Nein, wir können nicht

Obama - Was will er wirklich?Die Obamania hat in Deutschland bisweilen unerträgliche Züge erreicht. Seit seiner Rede am 24. Juli 2008 an der Berliner Siegessäule hat sich das nur noch verstärkt. Nicht nur die meisten Massenmedien hierzulande behandeln Barack Obama schon wie den Wahlsieger. Das ist nicht nur voreilig, sondern auch gefährlich. Überraschen tut es mich jedoch nicht. Bei Kerry 2004 war es ebenso. Umso zerknirschter waren alle, als es anders kam – und das mit großer Deutlichkeit. Man muß kein Bush-Freund sein, um das hier zu schreiben (man kann es natürlich).

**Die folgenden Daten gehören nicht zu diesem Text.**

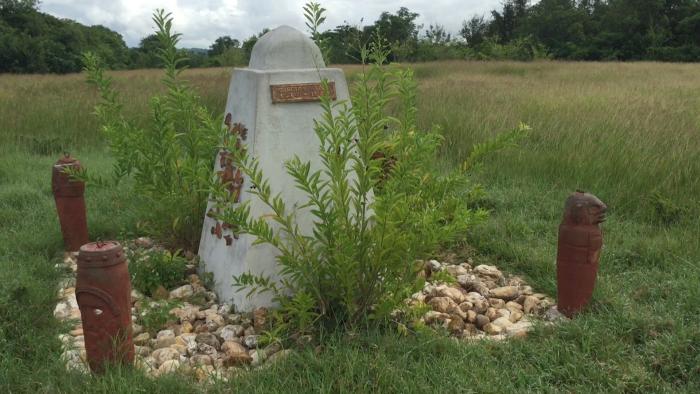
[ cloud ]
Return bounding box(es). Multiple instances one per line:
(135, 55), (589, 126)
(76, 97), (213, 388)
(40, 0), (500, 48)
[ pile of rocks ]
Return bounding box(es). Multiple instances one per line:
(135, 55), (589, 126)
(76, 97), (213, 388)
(406, 260), (565, 340)
(54, 241), (290, 380)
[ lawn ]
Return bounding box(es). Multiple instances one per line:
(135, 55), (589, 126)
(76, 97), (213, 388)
(0, 62), (700, 393)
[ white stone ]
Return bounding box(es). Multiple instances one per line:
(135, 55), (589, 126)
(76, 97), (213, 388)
(248, 26), (326, 70)
(199, 26), (349, 311)
(170, 285), (194, 299)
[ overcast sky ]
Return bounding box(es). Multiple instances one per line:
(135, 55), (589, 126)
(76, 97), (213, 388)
(40, 0), (501, 48)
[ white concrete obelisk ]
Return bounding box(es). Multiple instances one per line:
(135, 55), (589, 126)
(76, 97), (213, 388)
(199, 26), (349, 311)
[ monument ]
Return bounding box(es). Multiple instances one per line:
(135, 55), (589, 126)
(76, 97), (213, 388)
(199, 26), (349, 311)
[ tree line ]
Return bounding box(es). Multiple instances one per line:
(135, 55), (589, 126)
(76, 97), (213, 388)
(0, 0), (700, 73)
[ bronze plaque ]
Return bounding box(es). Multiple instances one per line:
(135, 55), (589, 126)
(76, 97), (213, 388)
(270, 82), (337, 103)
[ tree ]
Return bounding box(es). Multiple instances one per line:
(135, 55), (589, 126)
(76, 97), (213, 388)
(0, 0), (39, 15)
(364, 7), (421, 60)
(209, 36), (241, 56)
(459, 15), (489, 48)
(425, 24), (452, 45)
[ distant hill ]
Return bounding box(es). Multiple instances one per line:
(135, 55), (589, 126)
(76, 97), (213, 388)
(0, 1), (131, 73)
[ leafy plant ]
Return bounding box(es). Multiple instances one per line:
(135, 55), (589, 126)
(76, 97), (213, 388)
(129, 250), (187, 296)
(212, 22), (498, 328)
(81, 10), (223, 249)
(303, 1), (330, 62)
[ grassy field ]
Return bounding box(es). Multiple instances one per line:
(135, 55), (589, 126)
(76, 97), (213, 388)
(0, 62), (700, 393)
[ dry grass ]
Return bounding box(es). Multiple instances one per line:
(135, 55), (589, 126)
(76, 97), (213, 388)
(0, 62), (700, 392)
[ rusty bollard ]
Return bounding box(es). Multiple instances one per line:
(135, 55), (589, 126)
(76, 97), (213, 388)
(557, 191), (608, 317)
(75, 241), (134, 373)
(51, 154), (89, 252)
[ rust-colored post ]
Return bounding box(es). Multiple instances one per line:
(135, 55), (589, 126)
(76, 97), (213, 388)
(51, 154), (89, 252)
(75, 241), (134, 373)
(557, 191), (607, 317)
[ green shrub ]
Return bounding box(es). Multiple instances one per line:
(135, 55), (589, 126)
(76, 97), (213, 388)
(212, 12), (494, 329)
(129, 250), (187, 296)
(477, 36), (549, 61)
(82, 10), (223, 250)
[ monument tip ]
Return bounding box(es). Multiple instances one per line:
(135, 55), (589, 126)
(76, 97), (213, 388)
(248, 25), (326, 70)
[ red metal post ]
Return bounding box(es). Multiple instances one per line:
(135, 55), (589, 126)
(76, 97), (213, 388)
(557, 191), (607, 317)
(51, 155), (89, 252)
(75, 241), (134, 373)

Was mich viel mehr wundert, ist die Mogelpackung, die uns Obama anbietet: seine Berliner Rede hat sich bei den Fragen der Sicherheit, Terrorismusabwehr und Zusammenarbeit nicht von anderen Präsidenten(bewerbern) unterschieden. In der Tat machen weder Demokratische noch Republikanische Präsidenten eine substantiell andere Politik. Sie verpacken und verkaufen sie jeweils nur anders. Die Mogelpackung Obama sieht nun jedoch so aus, dass er vorgibt, etwas grundlegend anders zu machen, doch außer rhetorischen Tricks nur Althergebrachtes bietet. Die Formelhaften Aussagen haben mich regelrecht erschreckt. Er hat in 30 Minuten viele historische Fakten zitiert, allein zu seinen Zukunftsvorstellungen für die nächsten Jahre kamen nur vage Andeutungen.

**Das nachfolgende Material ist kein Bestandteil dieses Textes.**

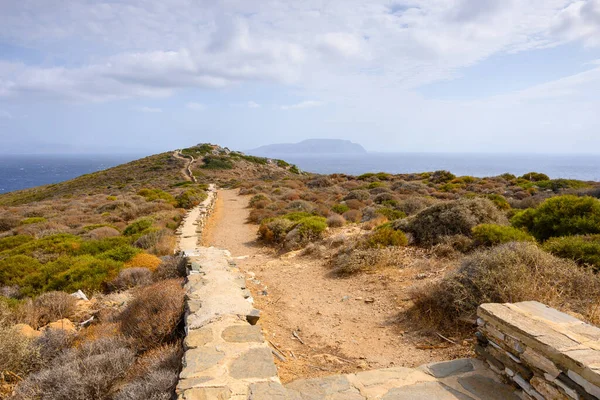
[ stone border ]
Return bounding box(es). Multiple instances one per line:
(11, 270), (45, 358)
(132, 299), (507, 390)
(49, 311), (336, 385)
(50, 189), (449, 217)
(176, 185), (281, 400)
(475, 301), (600, 400)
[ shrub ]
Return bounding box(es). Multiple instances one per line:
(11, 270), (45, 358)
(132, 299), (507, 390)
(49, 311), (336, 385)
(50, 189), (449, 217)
(332, 247), (401, 276)
(429, 171), (456, 183)
(375, 207), (406, 221)
(119, 279), (185, 350)
(258, 218), (294, 244)
(123, 218), (152, 236)
(125, 253), (160, 271)
(0, 215), (19, 232)
(109, 267), (152, 290)
(331, 204), (350, 214)
(344, 210), (362, 223)
(394, 198), (507, 245)
(30, 291), (77, 328)
(473, 224), (535, 246)
(327, 214), (346, 228)
(544, 235), (600, 271)
(413, 242), (600, 328)
(0, 235), (33, 252)
(511, 195), (600, 241)
(175, 188), (208, 209)
(344, 189), (371, 201)
(364, 224), (408, 248)
(16, 337), (135, 400)
(114, 345), (182, 400)
(519, 172), (550, 182)
(152, 256), (187, 281)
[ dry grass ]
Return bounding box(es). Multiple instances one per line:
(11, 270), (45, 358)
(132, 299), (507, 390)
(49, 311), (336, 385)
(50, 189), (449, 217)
(412, 243), (600, 329)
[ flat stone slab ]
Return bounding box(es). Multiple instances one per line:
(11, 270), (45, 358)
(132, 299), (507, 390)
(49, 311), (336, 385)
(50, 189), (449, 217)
(381, 382), (476, 400)
(458, 375), (519, 400)
(179, 347), (225, 379)
(229, 347), (277, 379)
(419, 358), (474, 378)
(221, 325), (265, 343)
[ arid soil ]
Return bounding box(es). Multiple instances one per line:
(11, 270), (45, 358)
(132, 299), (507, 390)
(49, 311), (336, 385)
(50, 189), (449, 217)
(202, 190), (471, 382)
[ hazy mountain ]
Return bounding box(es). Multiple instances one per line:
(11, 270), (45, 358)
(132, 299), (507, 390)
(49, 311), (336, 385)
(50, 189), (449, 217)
(248, 139), (367, 156)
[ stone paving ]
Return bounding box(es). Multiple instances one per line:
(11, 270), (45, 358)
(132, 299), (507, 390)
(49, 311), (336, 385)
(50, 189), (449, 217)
(177, 188), (600, 400)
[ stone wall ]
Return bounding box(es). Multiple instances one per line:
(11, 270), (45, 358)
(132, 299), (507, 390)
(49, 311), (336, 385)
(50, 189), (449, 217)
(476, 301), (600, 400)
(171, 185), (281, 400)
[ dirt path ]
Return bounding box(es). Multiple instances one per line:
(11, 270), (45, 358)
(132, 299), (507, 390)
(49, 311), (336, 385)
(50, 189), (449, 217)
(203, 190), (468, 382)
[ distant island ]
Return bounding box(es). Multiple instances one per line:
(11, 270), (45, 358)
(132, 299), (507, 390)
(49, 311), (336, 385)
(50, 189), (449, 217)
(248, 139), (367, 157)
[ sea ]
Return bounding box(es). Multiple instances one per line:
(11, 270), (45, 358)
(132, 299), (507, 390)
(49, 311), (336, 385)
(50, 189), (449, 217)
(0, 153), (600, 194)
(0, 154), (144, 194)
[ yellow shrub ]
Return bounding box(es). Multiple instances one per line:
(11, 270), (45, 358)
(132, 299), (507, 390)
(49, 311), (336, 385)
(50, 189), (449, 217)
(125, 253), (161, 271)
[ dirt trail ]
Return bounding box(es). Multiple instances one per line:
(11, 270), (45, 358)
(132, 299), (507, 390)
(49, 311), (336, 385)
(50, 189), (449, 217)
(203, 190), (468, 382)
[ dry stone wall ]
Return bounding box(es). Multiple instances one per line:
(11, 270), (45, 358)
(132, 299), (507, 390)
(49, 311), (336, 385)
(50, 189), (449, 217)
(476, 301), (600, 400)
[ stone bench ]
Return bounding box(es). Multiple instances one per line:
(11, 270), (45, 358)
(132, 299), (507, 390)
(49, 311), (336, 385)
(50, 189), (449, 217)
(476, 301), (600, 400)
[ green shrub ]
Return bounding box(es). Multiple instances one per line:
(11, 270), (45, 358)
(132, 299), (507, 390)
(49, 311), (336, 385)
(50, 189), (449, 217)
(511, 195), (600, 241)
(544, 235), (600, 271)
(200, 156), (233, 169)
(485, 193), (511, 210)
(175, 188), (208, 209)
(375, 207), (406, 221)
(331, 204), (350, 214)
(123, 218), (152, 236)
(138, 189), (175, 204)
(21, 217), (47, 225)
(0, 235), (33, 253)
(394, 198), (508, 245)
(519, 172), (550, 182)
(473, 224), (535, 246)
(413, 242), (600, 329)
(294, 216), (327, 241)
(364, 224), (408, 248)
(258, 218), (294, 244)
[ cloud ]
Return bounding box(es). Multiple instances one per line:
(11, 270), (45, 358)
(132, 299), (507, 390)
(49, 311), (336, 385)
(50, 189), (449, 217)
(135, 106), (162, 113)
(0, 0), (600, 102)
(279, 100), (325, 110)
(185, 102), (206, 111)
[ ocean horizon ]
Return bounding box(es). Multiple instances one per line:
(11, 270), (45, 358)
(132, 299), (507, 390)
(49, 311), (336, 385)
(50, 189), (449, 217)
(0, 152), (600, 194)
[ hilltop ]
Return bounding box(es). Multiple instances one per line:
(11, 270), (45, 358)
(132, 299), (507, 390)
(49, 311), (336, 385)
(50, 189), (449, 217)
(248, 139), (367, 156)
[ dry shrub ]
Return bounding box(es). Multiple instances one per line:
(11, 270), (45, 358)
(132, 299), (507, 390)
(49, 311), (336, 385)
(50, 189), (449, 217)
(332, 246), (401, 276)
(327, 214), (346, 228)
(15, 337), (135, 400)
(114, 344), (182, 400)
(119, 279), (185, 350)
(109, 267), (152, 290)
(125, 253), (161, 271)
(394, 198), (508, 245)
(19, 292), (77, 329)
(413, 242), (600, 329)
(87, 226), (121, 240)
(344, 210), (362, 223)
(152, 256), (187, 282)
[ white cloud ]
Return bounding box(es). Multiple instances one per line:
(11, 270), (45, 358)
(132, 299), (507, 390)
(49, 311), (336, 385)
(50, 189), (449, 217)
(185, 102), (206, 111)
(279, 100), (325, 110)
(135, 106), (162, 114)
(0, 0), (600, 101)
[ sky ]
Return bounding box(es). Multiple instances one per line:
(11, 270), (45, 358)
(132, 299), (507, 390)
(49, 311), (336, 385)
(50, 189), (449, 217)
(0, 0), (600, 154)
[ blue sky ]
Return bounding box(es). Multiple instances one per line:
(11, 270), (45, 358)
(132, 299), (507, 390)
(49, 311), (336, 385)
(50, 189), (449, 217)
(0, 0), (600, 153)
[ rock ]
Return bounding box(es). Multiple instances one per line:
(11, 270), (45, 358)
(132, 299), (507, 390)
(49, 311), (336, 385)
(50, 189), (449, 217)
(41, 318), (77, 333)
(12, 324), (42, 339)
(246, 308), (260, 325)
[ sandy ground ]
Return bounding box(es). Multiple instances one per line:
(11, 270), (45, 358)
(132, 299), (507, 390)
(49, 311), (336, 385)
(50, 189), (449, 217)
(202, 190), (470, 382)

Hinzu kommt sein Schwimmen bei wichtigen Themen: während seiner Kampagne hat er schon öfters Positionen gewechselt oder aufgeweicht, gerade in Bezug auf Irak-Abzug, Sicherheit und Terrorismus. Was er in Berlin von sich gab, hätte genauso gut aus dem Munde eines Clinton oder Bush (Sen. wie Jun.) kommen können. Das Gekreische der Obama-Jünger wirkt unter diesem Blickwinkel wie ein Kontrastprogramm: zujubeln ohne nachzudenken. Man kann nur hoffen, dass es keine bittere Pille wird, sollte er tatsächlich als Sieger aus der Abstimmung im November hervorgehen.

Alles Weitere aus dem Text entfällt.